Wednesday of the Twenty-third Week in Ordinary Time
(I Corinthians 7:25-31; Luke 6:20-26)
The man could not stop gambling. He had been in the casino some while. He lost all that he could afford to lose and much more. Then he dipped into his savings. Soon the money reserved for taxes was bet and lost. He felt he could still beat the system. Of course, it beat him. He went home broke, worried, and angry at himself. This scenario holds for other kinds of compulsions as well as gambling. People often lose what is very important in attempt to achieve some elusive satisfaction. In the first reading today St. Paul warns the Corinthians not to allow sex to be their downfall.
Paul knows that sex is not intrinsically evil. He does not condemn it, but he expresses his reservations about it candidly. If one can live without it, the apostle advises, he will probably be happier in the end. Believing that Christ is to return soon, Paul does not mention having children. All that really matters is to prepare oneself for that great event by living righteously. It is paramount that the person not lose herself in the pursuit of pleasure.

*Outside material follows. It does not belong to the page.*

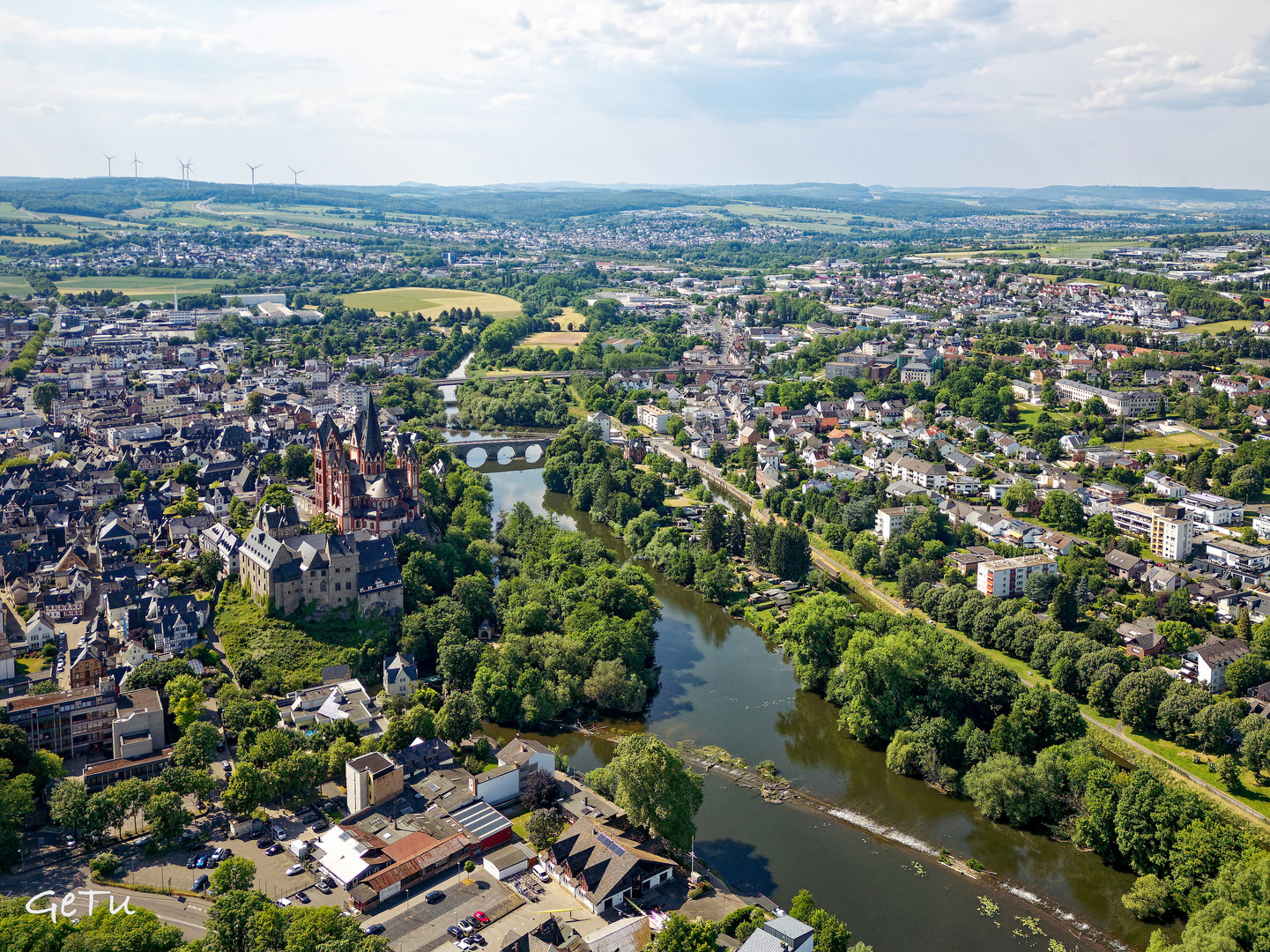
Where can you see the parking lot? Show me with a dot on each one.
(271, 872)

Although even yet Christ has not returned, we still will experience a shortage of time if we spend it profligately in vain pursuits. Sex, of course, is a prime suspect. Other potential pitfalls are alcohol, gambling, and even acquiring electronic gadgets. These pursuits need not be judged as evil in themselves. But if they take control of good judgment, they will detour us from Christ. That would be a pity because Christ brings the lasting happiness that our hearts desire.